Re: Ill-typed vs. inconsistent? from Pat Hayes on 2012-11-12 (public-rdf-wg@w3.org from November 2012)

From: Pat Hayes <phayes@ihmc.us>
Date: Mon, 12 Nov 2012 11:21:23 -0600
To: Richard Cyganiak <richard@cyganiak.de>
Cc: RDF Working Group WG <public-rdf-wg@w3.org>
Message-Id: <955498B3-3C83-435E-9383-B8CA087E15BF@ihmc.us>
On Nov 12, 2012, at 9:43 AM, Richard Cyganiak wrote:

> On 12 Nov 2012, at 07:58, Pat Hayes wrote:
>>> What's the relevance of the distinction between “graphs containing ill-typed literals” and “inconsistent graphs” in the Semantics?
>> 
>> The relevance is that it is quite possible to say sensible (and therefore consistent) things about ill-typed literals, such as that they are ill-typed. 
> 
> Do you mean, say those things in RDF? How do you say in RDF that a literal is ill-typed?

Well, you need RDFS and OWL to get expressive enough and to work around the silly RDF syntax rules, but this would do it:

_:x owl:sameAs "sillyliteral"^^xsd:number .
_:x rdf:type :IllFormedLiteral .
:IllFormedLiteral owl:disjointWith rdfs:Literal

> Can you give a less self-referential example for something sensible that could be said about an ill-typed literal?

That would depend upon the literal.

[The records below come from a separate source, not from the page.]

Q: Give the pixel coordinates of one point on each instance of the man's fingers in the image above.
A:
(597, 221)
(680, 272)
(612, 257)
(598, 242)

But for example, suppose you wanted to use xsd:number but your data has the occassional entry of  "zero" to mean "0". Right now, you could just let this slide past and the parsers would not actually break. And you could even assert that the value was a number without anything breaking. 

> 
>>> The text stresses that the presence of an ill-typed literals does not constitute an inconsistency.
>>> 
>>> But why does the distinction matter?
>> 
>> I am not sure what you mean by "the distinction" here. Why would you expect that an ill-typed literal would produce an inconsistency?
> 
> I don't understand why a separate class of errors is introduced *just* for ill-typed literals.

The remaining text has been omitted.